There is this old epistemological debate: can we really formulate laws, stable principles to understand politics? There are several answers and several schools, I particularly like the one proposed by Italian political scientists who assert, with a certain elegance, that there are no rules in politics – but there are regularities.
And for the past few months, there is one that is becoming hard to ignore. So this morning, almost solemnly, I propose giving it a name: the Trump Effect. Definition: in a given political trajectory with known characteristics – the Trump Effect denotes a rise in intensity such that it causes a non-linear and potentially catastrophic transformation of this political trajectory and the field itself.

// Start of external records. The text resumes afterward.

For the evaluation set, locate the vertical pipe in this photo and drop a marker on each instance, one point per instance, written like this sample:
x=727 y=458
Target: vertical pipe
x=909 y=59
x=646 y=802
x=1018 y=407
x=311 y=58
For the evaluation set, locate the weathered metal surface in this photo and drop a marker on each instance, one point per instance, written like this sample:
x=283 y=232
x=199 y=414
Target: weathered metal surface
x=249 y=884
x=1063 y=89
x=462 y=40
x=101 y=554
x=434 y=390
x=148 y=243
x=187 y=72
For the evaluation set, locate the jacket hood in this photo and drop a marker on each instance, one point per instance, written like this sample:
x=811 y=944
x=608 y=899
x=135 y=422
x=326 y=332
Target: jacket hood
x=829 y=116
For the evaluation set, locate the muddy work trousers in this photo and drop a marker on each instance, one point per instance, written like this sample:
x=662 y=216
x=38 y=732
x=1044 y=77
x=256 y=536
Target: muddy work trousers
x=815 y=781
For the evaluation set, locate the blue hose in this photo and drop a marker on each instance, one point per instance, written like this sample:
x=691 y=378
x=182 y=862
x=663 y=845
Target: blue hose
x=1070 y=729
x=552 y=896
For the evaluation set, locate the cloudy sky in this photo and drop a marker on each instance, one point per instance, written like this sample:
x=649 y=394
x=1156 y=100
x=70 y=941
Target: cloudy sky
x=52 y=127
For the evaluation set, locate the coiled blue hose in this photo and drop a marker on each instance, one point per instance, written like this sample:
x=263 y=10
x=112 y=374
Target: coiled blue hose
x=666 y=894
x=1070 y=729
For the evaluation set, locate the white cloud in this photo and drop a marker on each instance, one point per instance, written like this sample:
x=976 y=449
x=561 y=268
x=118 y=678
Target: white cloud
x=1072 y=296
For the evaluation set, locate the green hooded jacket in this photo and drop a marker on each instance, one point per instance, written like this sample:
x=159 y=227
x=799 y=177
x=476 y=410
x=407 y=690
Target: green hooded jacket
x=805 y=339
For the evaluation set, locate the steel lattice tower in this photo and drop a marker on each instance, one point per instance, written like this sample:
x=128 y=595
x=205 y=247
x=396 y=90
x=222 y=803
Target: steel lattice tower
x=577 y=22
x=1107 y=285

An example will make things much clearer. Giorgia Meloni had decided to align herself with Trump. She had spoken at MAGA rallies, she had been to Mar-a-Lago even before her inauguration – she had even asked her son Donald Trump Junior to write the preface of her book in English: I AM GIORGIA.
Her bet was simple: to become, by ideological proximity, the transmission belt of Europe to the new White House. The problem is that this second Trump mandate has very little left in terms of transactions: we are no longer in the deal but in the balance of power – therefore, displaying oneself as a “deal maker” exposes to risks.
At the height of the crisis in Greenland, Meloni continued to hope for a Nobel Prize for the American president. However, the political cost of this positioning has become untenable. Despite good polls and unprecedented governmental stability, Meloni lost her constitutional referendum a month ago. Since then, under internal pressure, she has been making numerous turnarounds.
On Iran, on Israel, she finds herself today – paradoxically – closer to the socialist Pedro Sánchez – who has in the meantime become the preferred figure of the Italians – than to the White House. The American president realized this week and attacked Meloni for the first time, saying he was “shocked”.
And here, another paradox appears: these attacks – coming from the one she had presented as her greatest ally – do not weaken her, but strengthen her. Because Trump is nothing like a normal political figure.
His impact resembles less that of a foreign head of state than that of a media machine: he is everywhere, on our screens, in our conversations. He is causing “a new geopolitical divide” – in the words of Jean-Yves Dormagen in the Grand Continent – eventually politicizing even those who are not interested in politics.
So let’s be clear: the populist crisis has not disappeared. Its underlying reasons are still there – sometimes even stronger. But Trump’s second term consistently produces an unexpected effect: it becomes an electoral brake for his own allies in Europe.
Instead of accelerating the real dynamic of the far-right, the American president complicates it. We see it in Italy – we saw it in Hungary, where the Trump Effect contributed to Viktor Orbán’s defeat after 16 years of dominance.